数年前までは、「1円携帯端末」をよく見かけたが、最近はほとんど見ない。携帯電話の端末をただ同然でユーザーに渡し、毎月の通話料で端末の代金を回収するのであるから、ある意味で、キャリアがユーザーに端末をレンタルしているのと同じである(実際には、代理店に販売奨励金を渡して1円携帯を実現していたが、それも含めて通話料で回収していたと考えられる)。一部のガスコンロや給湯設備、さらにはコピー機などもまた、消費者に販売されるのではなく、レンタルされている。なぜ、一部の耐久消費財はレンタルされるのか? 今回は、その理由を検討する。
2期間使用できる財の
1期目、2期目の最適価格は?
単純化のために、(最長)2期間使用できる耐久消費財を供給する独占企業を想定する。また、この財の生産費用をゼロとする。さらに、100人の消費者がおり、この財をもっとも高く評価する消費者は、この財を使用することから、1期間あたり99円(2期間では198円)に相当する効用を得るものとする。2番目に高く評価する消費者は、1期間あたり98円、以下順に、100番目に高く評価する(もっとも評価しない)消費者は、1期間あたり0円に相当する効用を得るとする。
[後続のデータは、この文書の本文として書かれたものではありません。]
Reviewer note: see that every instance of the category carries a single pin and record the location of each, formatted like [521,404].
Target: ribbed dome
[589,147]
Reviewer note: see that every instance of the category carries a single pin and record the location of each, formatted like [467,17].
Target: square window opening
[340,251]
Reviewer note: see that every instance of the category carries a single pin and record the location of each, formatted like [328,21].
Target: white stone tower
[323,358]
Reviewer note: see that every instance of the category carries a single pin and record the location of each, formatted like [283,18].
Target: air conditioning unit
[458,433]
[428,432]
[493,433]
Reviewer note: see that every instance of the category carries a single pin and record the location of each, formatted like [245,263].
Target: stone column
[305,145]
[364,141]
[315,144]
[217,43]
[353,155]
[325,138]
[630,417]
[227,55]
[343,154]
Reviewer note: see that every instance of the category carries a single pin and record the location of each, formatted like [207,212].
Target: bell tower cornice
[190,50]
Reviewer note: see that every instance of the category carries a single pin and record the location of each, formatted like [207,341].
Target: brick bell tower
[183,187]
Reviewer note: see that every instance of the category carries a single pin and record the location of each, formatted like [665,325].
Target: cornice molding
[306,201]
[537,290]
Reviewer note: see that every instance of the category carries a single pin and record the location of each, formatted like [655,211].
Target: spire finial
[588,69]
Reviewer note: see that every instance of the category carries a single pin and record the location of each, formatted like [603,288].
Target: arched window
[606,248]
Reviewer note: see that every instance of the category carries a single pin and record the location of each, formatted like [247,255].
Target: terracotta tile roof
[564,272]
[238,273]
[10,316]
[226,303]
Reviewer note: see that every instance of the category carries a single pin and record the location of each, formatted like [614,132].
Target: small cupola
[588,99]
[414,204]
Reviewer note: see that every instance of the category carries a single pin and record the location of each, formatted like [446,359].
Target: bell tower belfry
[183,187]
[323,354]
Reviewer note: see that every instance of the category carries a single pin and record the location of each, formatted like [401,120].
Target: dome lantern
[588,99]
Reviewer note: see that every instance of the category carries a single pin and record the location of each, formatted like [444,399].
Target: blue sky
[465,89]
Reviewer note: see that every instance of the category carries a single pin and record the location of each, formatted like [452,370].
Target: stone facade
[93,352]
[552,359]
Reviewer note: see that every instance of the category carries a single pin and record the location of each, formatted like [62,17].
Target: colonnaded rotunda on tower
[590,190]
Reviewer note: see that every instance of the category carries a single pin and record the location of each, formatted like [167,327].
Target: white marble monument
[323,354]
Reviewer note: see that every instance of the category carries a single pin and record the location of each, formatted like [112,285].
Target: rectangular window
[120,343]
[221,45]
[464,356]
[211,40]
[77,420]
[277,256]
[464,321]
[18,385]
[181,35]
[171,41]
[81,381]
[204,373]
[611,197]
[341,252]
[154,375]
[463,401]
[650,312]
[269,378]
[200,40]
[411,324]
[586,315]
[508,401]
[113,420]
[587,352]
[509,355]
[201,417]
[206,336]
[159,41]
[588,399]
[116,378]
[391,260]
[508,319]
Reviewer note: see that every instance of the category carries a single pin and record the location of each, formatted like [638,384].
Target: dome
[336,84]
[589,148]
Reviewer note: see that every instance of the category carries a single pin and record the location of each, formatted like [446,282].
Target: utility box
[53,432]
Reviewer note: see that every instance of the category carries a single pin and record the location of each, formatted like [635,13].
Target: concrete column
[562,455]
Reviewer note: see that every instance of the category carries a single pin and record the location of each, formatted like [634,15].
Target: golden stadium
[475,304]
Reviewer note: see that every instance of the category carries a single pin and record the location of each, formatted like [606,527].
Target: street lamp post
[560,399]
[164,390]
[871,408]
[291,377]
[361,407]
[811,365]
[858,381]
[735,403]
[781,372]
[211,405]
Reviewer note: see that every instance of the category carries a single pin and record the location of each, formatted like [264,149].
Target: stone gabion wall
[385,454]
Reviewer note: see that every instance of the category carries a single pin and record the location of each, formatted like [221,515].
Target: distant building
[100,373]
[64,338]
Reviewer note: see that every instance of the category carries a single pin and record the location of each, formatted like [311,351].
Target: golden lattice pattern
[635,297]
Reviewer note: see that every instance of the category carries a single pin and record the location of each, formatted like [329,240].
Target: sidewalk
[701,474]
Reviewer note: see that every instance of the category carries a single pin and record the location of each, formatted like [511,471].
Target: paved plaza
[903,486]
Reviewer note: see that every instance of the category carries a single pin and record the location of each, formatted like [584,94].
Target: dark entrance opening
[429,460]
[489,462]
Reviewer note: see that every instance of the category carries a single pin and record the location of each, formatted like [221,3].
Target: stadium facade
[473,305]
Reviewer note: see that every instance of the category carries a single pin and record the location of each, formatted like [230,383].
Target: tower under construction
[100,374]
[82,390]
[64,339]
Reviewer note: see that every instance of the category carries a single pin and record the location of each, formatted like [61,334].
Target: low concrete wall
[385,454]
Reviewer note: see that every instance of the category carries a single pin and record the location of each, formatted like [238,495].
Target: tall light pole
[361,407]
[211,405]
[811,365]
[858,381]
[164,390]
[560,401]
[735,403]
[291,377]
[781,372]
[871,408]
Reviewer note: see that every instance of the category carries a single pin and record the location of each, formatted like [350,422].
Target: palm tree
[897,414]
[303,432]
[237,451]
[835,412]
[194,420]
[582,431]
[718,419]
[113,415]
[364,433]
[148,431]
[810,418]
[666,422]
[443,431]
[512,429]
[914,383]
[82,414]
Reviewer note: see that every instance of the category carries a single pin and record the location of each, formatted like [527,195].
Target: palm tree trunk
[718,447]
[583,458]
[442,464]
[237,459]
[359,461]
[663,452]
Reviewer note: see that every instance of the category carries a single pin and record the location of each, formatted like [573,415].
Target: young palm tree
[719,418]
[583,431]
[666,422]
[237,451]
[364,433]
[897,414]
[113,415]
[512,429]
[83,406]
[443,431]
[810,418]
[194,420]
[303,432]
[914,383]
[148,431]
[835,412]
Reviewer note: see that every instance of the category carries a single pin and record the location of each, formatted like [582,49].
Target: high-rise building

彼らは、余剰(=効用-価格)が非負であれば、この財を1単位使用する。したがって、価格が90円であれば、(90円以上の効用を得る)10人の消費者がこの財を使用するし、50円であれば50人の消費者がこの財を使用することになる。
いま、第1期において、独占企業がこの財を価格100円で販売したとしよう。このとき、1期間あたり50円(2期間で100円)に相当する効用を得る消費者の余剰はゼロであるから、(それ以上の効用を得る)50人の消費者がこの財を購入する。このときの企業の利潤は5000(=100×50)円である。
1期間あたり49円(2期間で98円)以下の効用しか得られない消費者は、第1期にはこの財を購入しない。ただし、第2期になって独占企業は、彼らにたいして(費用ゼロで生産し)財を安い価格で販売することができるし、そうすることによって追加的な利益を得ることができる。